Severn was up then and with him, fighting him with some difficulty, God knew where he got the strength from, bled out as he was. "What is it you're after, what are you seeking? Back to bed, John, you've lost enough -"
The great rabid eyes lighted on the penknife and flashed. "If you won't. Let me have my." Severn got the knife first. "Laudanum. Laudanum."
"Into that bed, into it. I have no laudanum. Clark has your laudanum." John fainted, falling on the bed, then almost at once recovered. He was persuaded to lie in it. Severn added blankets from his own bed. The fire crackled feebly. John lay awake with his eyes shut.
"John, listen to me, John, you are not to think of that wickedness. I know you've thought of it before, you thought of it even on the voyage. There will be no point in your looking for the means of self-destruction, do you hear me? There will be no knives or scissors or razors about, do you hear me? You are to lie still and get well."
"I'll not get well, Severn. This day shall be my last."
"A man does not take his own life. The law of Christ and the civil codes of the world alike forbid it. Be calm. I'll bring you milk. The room will be warm soon, you will see."

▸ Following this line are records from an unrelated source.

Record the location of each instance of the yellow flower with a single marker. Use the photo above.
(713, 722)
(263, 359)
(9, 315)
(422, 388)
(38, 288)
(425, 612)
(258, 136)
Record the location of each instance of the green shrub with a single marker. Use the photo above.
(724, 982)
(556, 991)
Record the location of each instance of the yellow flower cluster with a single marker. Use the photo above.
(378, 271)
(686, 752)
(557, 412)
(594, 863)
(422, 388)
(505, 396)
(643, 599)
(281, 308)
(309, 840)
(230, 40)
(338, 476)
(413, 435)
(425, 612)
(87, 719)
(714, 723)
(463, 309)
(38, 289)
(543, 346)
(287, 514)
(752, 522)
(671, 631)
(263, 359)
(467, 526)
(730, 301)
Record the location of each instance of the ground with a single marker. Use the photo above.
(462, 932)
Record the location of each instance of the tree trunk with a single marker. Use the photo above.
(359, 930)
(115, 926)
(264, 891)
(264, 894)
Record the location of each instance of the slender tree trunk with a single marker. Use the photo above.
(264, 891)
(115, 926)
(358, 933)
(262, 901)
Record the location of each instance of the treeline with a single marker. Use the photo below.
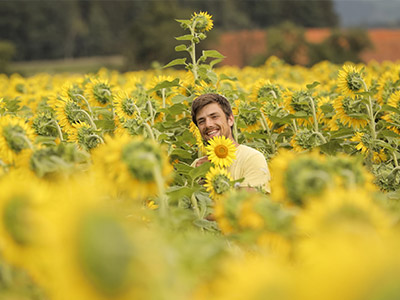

"Oh, damn and bugger your civil code and your cold Christ, Severn. I want no more of this. Dying in bloody cack and sweat and shivers. I think of you as well as of myself." The clarity and energy of his articulation were surprising. Severn looked at the clear open rolling eyes with awe, penknife in his fist. "Do you want that then, weeks maybe months, wiping up shit and blood and vomit? Let me be out of it like a." He grinned viciously. "I am more an antique Roman than a. It's easy enough, the quietus, Severn. The wrist-cutting is messy, throat-cutting too much Drury Lane. I ask only laudanum. A sufficient dose and tuck me in for the night. I will pass and you will scarce notice. I will void bladder and bowels like a good boy first. Give it to me, Severn."
"I told you, I no longer have it, Clark has it."